Choosing the right CA firm in Indore depends on your specific needs — whether it is statutory audit, GST compliance, income tax litigation, corporate law, NCLT/insolvency matters, or financial advisory. Key factors to evaluate: (1) Partner qualifications — look for CA-qualified partners (not just article assistants) with ICAI membership and relevant domain certifications; (2) Litigation experience — for legal matters, verify that the firm has actual court appearance experience at NCLT, High Court, GST Appellate Authority, or DRT; (3) Industry depth — a firm with experience in your sector (manufacturing, pharma, textiles, IT, real estate) will understand your specific compliance and dispute risks; (4) Responsiveness — critical for time-sensitive notices (GST SCN, SARFAESI, NCLT); (5) Fee transparency — reputable firms provide written fee estimates and engagement letters; (6) Track record — ask for references or check published case results and sector recognition. Accorg Consulting combines CA expertise (30+ years practice) with specialist legal practice — making it Indore's only integrated legal and financial consulting firm. Our partners have resolved ₹6,400 Cr+ in debt and handled 800+ court cases. Call +91 88277 53530 for a free consultation.

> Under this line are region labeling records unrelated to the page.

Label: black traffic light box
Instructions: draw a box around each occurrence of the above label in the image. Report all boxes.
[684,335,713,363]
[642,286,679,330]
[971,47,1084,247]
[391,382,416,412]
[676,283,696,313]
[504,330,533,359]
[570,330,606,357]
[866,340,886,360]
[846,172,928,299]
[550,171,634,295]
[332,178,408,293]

GST, Customs & Tax Litigation

I received a GST notice — what should I do?

If you have received a GST notice, the most important thing is: do not ignore it and do not delay. GST notices come in several types — ASMT-10 (scrutiny of returns), DRC-01 (summary of demand), DRC-01A (pre-SCN communication), DRC-06 (show cause notice reply form), and SUMMONS under Section 70. Each has a different time limit for response, typically 15 to 30 days. Missing the deadline results in an ex-parte demand order being automatically confirmed against you, along with interest and penalty. Immediately: (1) Identify the notice type and section cited; (2) Note the exact deadline; (3) Gather all relevant GST returns (GSTR-1, GSTR-3B, GSTR-9), invoices, e-way bills, and ITC records; (4) Engage an experienced GST consultant or GST litigation lawyer. A well-drafted reply citing relevant CBIC circulars, High Court judgments, and Supreme Court precedents can result in complete discharge of the demand at the first stage itself. Accorg Consulting handles GST notices from initial review to High Court writ petitions. Call +91 88277 53530 for a free 30-minute review of your GST notice.

What is the penalty for GST ITC fraud under Section 74?

For fraudulent ITC claims (Section 74), the penalty is 100% of the tax evaded. Amounts above ₹5 crore trigger prosecution under Section 132 (up to 5 years imprisonment). For genuine mistakes without fraud (Section 73), the penalty is only 10% of the tax or ₹10,000, whichever is higher. Our GST lawyers work to convert Section 74 cases to Section 73 where facts support it.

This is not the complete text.